Ned Beaumont's reply was another question: "Is everything going along to suit you?"
Madvig moved his big shoulders impatiently, but his eyes did not lose their surveying stare. "Nor so damned bad either," he said. "We can get along without M'Laughlin's batch of votes if we have to."
"Maybe," Ned Beaumont's lips had become thin, "but we can't keep on losing them and come out all right." He put his cigar in a corner of his mouth and said around it: "You know we're not as well off as we were two weeks ago."
Madvig grinned indulgently at the man on his desk. "Jesus, you like to sing them, Ned! Don't anything ever look right to you?" He did not wait for a reply, but went on placidly: "I've never been through a campaign yet that didn't look like it was going to hell at some time or other. They don't, though."
Ned Beaumont was lighting his cigar.
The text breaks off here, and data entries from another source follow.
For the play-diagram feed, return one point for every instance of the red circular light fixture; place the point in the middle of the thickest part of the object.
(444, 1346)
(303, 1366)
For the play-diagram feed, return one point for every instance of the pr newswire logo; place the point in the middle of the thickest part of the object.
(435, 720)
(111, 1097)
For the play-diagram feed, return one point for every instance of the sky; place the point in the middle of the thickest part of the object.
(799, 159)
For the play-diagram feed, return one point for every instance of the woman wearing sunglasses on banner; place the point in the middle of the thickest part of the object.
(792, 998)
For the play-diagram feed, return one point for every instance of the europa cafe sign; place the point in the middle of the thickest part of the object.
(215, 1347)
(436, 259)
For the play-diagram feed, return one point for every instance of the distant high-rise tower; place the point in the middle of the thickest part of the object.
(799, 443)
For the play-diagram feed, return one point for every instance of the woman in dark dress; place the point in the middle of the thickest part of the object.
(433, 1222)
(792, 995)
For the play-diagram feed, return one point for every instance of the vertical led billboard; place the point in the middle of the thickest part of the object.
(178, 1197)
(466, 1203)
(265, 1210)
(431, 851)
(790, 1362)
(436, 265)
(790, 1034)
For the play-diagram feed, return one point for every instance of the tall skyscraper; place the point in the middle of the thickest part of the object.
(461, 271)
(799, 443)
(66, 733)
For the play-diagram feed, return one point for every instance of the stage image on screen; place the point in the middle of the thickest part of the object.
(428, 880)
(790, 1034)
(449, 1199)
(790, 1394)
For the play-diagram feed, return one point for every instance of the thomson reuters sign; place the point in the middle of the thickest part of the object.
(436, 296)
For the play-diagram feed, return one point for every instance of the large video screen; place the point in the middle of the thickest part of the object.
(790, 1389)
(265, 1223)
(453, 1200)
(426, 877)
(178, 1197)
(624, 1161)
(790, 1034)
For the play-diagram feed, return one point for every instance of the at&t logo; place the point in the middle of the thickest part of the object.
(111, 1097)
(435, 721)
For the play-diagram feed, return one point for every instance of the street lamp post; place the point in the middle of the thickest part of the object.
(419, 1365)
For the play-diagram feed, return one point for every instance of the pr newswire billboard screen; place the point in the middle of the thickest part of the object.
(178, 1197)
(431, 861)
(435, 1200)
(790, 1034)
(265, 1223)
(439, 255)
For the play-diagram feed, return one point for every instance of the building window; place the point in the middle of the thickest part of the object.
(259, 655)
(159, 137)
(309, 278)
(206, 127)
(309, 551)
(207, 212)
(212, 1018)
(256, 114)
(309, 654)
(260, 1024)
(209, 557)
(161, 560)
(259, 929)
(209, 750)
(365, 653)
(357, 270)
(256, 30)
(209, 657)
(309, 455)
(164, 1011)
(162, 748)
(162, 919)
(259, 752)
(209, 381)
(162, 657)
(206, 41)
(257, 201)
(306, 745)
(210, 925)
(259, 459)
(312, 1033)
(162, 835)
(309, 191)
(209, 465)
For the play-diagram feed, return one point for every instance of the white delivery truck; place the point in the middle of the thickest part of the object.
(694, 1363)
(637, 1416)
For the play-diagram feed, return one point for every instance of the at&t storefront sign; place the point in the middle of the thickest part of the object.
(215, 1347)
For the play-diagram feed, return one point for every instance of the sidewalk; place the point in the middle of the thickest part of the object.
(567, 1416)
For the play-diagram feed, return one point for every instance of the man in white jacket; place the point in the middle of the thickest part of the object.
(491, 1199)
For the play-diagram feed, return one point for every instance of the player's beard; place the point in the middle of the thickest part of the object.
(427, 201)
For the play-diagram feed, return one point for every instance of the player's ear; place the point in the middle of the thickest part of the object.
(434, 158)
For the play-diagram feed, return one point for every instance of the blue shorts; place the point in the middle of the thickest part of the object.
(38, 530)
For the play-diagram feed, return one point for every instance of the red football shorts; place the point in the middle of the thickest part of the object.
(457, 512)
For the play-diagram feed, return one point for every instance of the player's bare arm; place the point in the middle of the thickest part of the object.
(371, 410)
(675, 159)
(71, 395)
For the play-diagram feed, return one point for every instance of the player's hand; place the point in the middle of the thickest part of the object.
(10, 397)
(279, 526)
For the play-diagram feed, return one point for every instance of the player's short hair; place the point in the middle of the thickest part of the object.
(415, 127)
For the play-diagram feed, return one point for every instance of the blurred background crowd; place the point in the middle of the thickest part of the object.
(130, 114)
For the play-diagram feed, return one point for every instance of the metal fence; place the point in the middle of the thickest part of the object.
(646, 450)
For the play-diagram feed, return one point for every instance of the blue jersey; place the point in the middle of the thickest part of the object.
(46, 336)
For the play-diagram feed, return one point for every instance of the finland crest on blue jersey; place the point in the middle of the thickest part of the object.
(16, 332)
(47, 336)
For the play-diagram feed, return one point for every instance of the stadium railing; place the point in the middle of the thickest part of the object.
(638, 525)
He blew smoke out and said: "That doesn't mean they never will." He pointed the cigar at Madvig's chest. "If Taylor Henry's killing isn't cleared up pronto you won't have to worry about the campaign. You'll be sunk whoever wins."
Madvig's blue eyes became opaque. There was no other change in his face. His voice was unchanged. "Just what do you mean by that, Ned?"
"Everybody in town thinks you killed him."
"Yes?" Madvig put a hand up to his chin, rubbed it thoughtfully. "Don't let that worry you. I've had things said about me before."
Ned Beaumont smiled tepidly and asked with mock admiration: "Is there anything you haven't been through before? Ever been given the electric cure?"
The blond man laughed. "And don't think I ever will," he said.
"You're not very far from it right now, Paul," Ned Beaumont said softly.
Madvig laughed again. "Jesus Christ!" he scoffed.
Ned Beaumont shrugged. "You're not busy?" he asked. "I'm not taking up your time with my nonsense?"
"I'm listening to you," Madvig told him quietly. "I never lost anything listening to you."
"Thank you, sir. Why do you suppose M'Laughlin's wiggling out from under?"
Madvig shook his head.
"He figures you're licked," Ned Beaumont said. "Everybody knows the police haven't tried to find Taylor's murderer and everybody thinks it's because you killed him. M'Laughlin figures that's enough to lick you at the polls this time."
"Yes? He figures they'd rather have Shad running the city than me? He figures being suspected of one murder makes my rep worse than Shad's?"
Ned Beaumont scowled at the blond man. "You're either kidding yourself or trying to kid me. What's Shad's reputation got to do with it? He's not out in the open behind his candidates. You are and it's your candidates who're responsible for nothing being done about the murder."
Madvig put his hand to his chin again and leaned his elbow on the desk. His handsome ruddy face was unlined. He said: "We've been talking a lot about what other people figure, Ned. Let's talk about what you figure. Figure I'm licked?"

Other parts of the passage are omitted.